In the UK, April industrial and manufacturing production rose 27.5% y/y and 39.7% y/y, respectively—with both figures skewed upwards by comparisons to April 2020’s low levels. On a month-over-month basis, April industrial and manufacturing production fell 1.3% and 0.3%, respectively—missing expectations. April exports and imports increased 2.5% m/m and 0.4% m/m. In the eurozone, the third estimate of Q1 2021 GDP was revised upward to -0.3% q/q from the previous reading of -0.6% q/q. The European Central Bank (ECB) left monetary policy unchanged.

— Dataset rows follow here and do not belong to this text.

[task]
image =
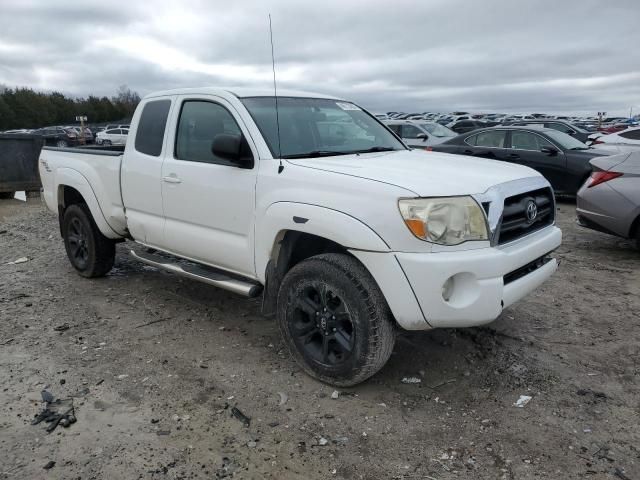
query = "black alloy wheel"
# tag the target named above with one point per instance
(321, 325)
(77, 237)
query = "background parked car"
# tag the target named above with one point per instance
(58, 136)
(113, 136)
(562, 159)
(610, 200)
(560, 125)
(420, 133)
(630, 136)
(464, 126)
(88, 134)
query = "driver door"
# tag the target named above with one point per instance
(208, 202)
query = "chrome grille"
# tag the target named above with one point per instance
(525, 213)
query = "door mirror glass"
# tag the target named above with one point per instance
(549, 151)
(230, 147)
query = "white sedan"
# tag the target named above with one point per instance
(114, 136)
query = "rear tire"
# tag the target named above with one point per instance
(89, 251)
(335, 320)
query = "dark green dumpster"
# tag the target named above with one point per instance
(19, 154)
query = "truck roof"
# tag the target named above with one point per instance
(240, 92)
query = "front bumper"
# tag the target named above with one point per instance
(478, 290)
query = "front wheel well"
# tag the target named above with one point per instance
(290, 248)
(635, 229)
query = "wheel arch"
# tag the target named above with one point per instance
(291, 232)
(73, 188)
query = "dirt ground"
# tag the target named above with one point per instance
(156, 364)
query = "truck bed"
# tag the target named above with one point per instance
(95, 173)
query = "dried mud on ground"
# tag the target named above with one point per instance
(156, 364)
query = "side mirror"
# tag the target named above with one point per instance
(232, 148)
(549, 151)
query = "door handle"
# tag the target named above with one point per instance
(171, 179)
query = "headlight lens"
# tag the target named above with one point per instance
(445, 220)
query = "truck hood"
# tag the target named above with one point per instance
(422, 172)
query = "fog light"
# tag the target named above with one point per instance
(447, 289)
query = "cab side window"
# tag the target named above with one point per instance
(199, 123)
(409, 131)
(150, 133)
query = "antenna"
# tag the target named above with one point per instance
(275, 94)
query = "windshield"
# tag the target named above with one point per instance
(566, 141)
(438, 130)
(312, 127)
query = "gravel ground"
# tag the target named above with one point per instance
(156, 364)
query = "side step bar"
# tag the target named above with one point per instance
(202, 273)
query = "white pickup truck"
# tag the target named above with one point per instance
(316, 205)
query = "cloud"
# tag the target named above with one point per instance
(494, 55)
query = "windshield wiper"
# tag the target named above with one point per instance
(316, 153)
(374, 149)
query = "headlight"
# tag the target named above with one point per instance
(445, 220)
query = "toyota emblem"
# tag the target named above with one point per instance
(532, 211)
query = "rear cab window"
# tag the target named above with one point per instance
(199, 123)
(151, 127)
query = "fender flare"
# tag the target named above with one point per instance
(333, 225)
(68, 177)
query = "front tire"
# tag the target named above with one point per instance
(334, 319)
(90, 253)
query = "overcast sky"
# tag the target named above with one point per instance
(491, 55)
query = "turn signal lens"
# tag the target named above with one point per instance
(416, 227)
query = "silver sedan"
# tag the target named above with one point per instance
(609, 201)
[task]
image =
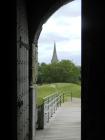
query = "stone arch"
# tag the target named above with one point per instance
(29, 25)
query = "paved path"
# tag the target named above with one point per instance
(65, 123)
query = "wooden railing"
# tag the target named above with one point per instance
(46, 110)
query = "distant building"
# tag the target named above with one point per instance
(54, 57)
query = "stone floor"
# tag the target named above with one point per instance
(65, 123)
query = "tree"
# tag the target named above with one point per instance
(63, 71)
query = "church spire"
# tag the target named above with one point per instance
(54, 58)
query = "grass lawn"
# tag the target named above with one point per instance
(47, 89)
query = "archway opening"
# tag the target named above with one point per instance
(68, 44)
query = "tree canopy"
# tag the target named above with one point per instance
(63, 71)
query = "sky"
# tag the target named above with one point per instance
(63, 27)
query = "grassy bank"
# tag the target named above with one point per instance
(66, 88)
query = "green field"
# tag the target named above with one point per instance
(66, 88)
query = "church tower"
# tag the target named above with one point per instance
(54, 58)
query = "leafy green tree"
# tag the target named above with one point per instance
(63, 71)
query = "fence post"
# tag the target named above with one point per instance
(40, 120)
(63, 97)
(71, 96)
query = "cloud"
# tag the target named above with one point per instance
(63, 27)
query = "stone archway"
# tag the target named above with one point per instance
(29, 26)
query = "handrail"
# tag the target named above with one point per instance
(48, 108)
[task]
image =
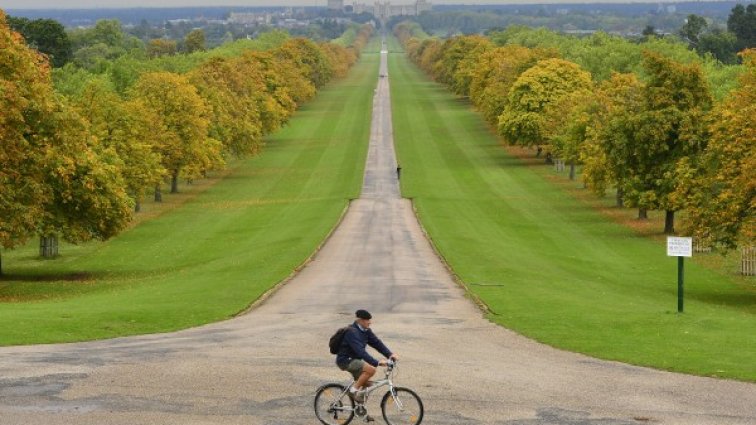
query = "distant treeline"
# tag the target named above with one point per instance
(133, 16)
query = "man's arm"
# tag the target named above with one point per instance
(356, 344)
(376, 343)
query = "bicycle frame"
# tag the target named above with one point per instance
(387, 381)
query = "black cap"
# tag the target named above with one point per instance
(363, 314)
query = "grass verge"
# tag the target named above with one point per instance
(550, 266)
(215, 253)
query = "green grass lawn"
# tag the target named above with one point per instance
(549, 266)
(212, 256)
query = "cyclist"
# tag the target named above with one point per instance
(353, 358)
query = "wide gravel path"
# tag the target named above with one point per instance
(263, 367)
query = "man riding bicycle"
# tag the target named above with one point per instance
(353, 358)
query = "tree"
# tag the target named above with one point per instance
(742, 23)
(548, 81)
(496, 72)
(693, 28)
(670, 126)
(460, 51)
(307, 58)
(719, 190)
(26, 97)
(88, 197)
(46, 35)
(184, 121)
(567, 124)
(280, 87)
(649, 32)
(721, 44)
(159, 47)
(235, 118)
(606, 154)
(195, 41)
(128, 128)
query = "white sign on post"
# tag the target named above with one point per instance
(679, 247)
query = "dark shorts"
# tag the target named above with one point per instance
(354, 367)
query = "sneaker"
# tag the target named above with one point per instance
(358, 395)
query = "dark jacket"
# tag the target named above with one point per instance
(353, 346)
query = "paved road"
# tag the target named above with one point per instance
(263, 367)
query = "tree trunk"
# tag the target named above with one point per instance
(669, 222)
(174, 182)
(620, 198)
(48, 246)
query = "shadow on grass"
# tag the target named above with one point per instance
(48, 277)
(742, 301)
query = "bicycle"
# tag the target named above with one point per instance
(334, 404)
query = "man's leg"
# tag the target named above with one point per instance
(368, 371)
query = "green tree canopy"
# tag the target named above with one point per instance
(548, 81)
(46, 35)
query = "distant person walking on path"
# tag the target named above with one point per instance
(353, 358)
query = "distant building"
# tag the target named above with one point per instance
(385, 10)
(335, 4)
(249, 18)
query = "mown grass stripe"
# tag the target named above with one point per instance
(549, 266)
(214, 255)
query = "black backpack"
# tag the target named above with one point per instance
(335, 342)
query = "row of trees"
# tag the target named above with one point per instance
(722, 43)
(651, 129)
(76, 165)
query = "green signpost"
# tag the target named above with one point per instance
(680, 248)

In Japan, the second estimate of Q1 2021 GDP was revised upward to -1.0% q/q from the previous reading of -1.3% q/q, better than expected. Preliminary May money supply (M2) rose 7.9% y/y, less than expected, while May bank lending increased 2.9% y/y. In China, May consumer prices rose 1.3% y/y, below forecasts, but fell 0.2% m/m, less than anticipated. May exports and imports rose 27.9% y/y and 51.1% y/y, respectively—both missing expectations. May money supply (M2) rose 8.3% y/y, surpassing estimates.

The Week Ahead:

The US and China release May industrial production and retail sales figures. The eurozone and Japan report April industrial production and May consumer prices. The Conference Board announces the US May Leading Economic Index reading. The UK posts April unemployment data and May retail sales and consumer prices. China reports May unemployment numbers while Japan releases May trade data. The Federal Reserve and Bank of Japan meet to set their respective monetary policies.